(Bloomberg) -- The French government plans a series of measures to help would-be homebuyers access credit as higher interest rates squeeze the real estate market.
These include extending the maximum loan maturity to 27 years from 25 where renovation accounts for more than 10% of the transaction, as well as relaxing restrictions on bridging loans, according to officials at France’s high council for financial stability (HCSF).
Banks will be allowed more flexibility in deciding whether to issue mortgages that don’t respect all lending conditions, they added. While the proportion of those loans will still be capped at 20% of the total, the calculation will be based on a rolling period of nine months rather than the three-month limit currently in force.
New home loans in France have fallen below €10 billion ($10.8 billion) a month for the first time since 2015, in part as households faced with higher borrowing costs become more cautious.
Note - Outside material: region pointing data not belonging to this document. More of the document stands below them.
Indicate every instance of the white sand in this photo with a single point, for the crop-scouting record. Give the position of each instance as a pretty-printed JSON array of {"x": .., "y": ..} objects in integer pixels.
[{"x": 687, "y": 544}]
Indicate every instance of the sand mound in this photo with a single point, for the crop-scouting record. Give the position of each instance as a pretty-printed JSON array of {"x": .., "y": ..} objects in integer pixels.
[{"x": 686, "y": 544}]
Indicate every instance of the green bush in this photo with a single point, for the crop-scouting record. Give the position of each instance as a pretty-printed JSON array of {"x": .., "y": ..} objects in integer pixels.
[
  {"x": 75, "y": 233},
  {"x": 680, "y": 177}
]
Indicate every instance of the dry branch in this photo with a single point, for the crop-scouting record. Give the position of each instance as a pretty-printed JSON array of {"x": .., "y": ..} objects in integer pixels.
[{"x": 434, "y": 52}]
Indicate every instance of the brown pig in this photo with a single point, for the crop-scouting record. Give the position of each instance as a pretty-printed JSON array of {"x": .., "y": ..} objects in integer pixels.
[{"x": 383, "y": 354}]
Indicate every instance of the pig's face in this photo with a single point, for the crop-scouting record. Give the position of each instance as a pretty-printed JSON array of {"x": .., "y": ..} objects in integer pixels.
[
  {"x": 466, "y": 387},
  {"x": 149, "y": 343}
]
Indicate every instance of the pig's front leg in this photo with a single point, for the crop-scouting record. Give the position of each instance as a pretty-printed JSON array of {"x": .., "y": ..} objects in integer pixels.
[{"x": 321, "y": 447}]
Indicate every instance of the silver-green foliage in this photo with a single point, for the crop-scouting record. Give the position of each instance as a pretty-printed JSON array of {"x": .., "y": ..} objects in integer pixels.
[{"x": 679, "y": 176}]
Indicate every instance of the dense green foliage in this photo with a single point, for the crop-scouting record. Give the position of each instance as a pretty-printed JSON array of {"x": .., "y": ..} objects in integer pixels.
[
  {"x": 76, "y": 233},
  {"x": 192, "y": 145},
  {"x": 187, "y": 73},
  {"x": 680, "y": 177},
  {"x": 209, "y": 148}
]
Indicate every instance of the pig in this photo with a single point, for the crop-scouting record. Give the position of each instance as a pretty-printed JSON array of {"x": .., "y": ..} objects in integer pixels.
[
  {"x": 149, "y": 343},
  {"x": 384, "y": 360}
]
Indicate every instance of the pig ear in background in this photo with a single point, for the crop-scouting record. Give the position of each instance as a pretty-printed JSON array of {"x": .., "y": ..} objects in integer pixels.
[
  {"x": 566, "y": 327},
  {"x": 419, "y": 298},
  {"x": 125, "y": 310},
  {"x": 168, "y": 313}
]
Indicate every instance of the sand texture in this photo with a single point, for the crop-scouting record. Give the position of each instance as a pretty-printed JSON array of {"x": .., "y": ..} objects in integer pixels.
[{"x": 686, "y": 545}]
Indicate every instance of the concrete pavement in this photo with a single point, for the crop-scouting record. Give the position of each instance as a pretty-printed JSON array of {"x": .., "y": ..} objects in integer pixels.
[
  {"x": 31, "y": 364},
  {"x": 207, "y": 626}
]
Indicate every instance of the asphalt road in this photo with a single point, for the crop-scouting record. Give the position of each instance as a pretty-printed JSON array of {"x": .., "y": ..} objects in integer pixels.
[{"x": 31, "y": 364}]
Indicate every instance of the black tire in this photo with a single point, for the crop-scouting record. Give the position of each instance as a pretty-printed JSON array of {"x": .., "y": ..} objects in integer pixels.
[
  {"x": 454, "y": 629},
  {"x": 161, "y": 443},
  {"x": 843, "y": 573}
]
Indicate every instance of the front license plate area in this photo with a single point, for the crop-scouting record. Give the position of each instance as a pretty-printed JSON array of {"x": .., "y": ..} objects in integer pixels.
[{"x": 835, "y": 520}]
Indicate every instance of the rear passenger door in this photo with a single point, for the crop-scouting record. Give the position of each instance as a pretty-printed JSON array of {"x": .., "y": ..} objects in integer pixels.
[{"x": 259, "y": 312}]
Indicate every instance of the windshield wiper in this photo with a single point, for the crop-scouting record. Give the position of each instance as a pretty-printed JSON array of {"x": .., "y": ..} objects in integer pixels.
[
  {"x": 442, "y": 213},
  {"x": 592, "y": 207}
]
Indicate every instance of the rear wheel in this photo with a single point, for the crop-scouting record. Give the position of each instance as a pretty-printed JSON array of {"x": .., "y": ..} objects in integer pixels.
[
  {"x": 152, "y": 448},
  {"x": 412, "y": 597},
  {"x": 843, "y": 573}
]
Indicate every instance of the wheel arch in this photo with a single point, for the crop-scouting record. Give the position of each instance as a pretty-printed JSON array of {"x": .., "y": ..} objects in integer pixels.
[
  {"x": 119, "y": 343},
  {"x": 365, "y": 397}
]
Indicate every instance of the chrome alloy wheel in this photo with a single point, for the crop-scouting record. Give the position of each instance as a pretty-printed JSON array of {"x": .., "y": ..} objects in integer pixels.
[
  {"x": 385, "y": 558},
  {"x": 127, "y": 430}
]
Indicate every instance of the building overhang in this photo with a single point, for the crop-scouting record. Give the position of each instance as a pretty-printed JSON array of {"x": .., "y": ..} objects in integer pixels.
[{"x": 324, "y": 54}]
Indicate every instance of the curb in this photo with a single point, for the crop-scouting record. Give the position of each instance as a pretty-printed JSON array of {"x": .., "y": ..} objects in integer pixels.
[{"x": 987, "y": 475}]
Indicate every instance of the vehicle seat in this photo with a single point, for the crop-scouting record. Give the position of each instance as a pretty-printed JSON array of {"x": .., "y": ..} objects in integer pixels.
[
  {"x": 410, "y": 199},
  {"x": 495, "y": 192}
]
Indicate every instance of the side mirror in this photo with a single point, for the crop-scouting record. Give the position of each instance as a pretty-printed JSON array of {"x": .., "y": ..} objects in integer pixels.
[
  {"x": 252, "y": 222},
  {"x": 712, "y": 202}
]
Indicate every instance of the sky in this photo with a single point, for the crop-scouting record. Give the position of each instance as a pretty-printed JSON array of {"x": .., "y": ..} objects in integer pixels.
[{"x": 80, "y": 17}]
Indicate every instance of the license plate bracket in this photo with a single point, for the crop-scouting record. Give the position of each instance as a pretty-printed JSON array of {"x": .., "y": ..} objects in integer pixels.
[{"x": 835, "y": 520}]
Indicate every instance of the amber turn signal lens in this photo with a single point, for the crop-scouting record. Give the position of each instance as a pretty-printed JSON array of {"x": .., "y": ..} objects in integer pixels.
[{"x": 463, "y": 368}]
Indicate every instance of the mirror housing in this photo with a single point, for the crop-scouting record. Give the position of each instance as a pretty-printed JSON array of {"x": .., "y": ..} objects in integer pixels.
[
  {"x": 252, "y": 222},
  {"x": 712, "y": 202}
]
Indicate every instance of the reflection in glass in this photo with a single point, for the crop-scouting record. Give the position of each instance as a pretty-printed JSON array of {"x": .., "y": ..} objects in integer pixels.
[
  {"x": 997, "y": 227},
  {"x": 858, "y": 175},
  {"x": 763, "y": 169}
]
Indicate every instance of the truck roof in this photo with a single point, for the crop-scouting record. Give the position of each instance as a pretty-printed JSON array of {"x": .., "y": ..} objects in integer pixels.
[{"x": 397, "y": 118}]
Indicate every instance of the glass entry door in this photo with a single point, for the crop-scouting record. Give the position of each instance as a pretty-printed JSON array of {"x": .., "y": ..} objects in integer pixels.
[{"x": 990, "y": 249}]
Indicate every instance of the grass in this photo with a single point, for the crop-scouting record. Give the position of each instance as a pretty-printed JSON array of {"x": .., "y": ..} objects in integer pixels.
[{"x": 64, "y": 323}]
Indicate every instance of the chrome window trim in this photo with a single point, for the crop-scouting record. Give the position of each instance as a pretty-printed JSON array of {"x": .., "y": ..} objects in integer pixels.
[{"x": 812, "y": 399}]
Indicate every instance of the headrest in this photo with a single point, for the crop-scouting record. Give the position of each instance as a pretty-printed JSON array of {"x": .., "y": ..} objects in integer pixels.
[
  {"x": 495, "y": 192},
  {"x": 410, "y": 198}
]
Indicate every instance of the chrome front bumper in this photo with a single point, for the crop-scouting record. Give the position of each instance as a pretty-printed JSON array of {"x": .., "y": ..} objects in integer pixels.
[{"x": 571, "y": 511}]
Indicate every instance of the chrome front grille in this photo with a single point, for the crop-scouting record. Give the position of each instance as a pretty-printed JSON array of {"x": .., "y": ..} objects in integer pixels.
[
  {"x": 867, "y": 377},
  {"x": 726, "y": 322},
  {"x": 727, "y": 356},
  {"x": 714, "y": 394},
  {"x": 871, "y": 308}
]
Finance Minister Bruno Le Maire has said there may be supply issues and that the HCSF would look at ways to loosen lending conditions.
Bank of France Governor Francois Villeroy de Galhau said last month that banks could boost lending as they are not using all the leeway they have on the country’s mortgage rules. Still, he said regulators should look at ways to track loan refusals by banks.
While there has been a strong slowdown in credit distribution, the total volume continues to rise, the HCSF officials said, speaking on condition of anonymity following a meeting of the council.
They added that a procedure will be introduced for would-be borrowers to contest loan refusals.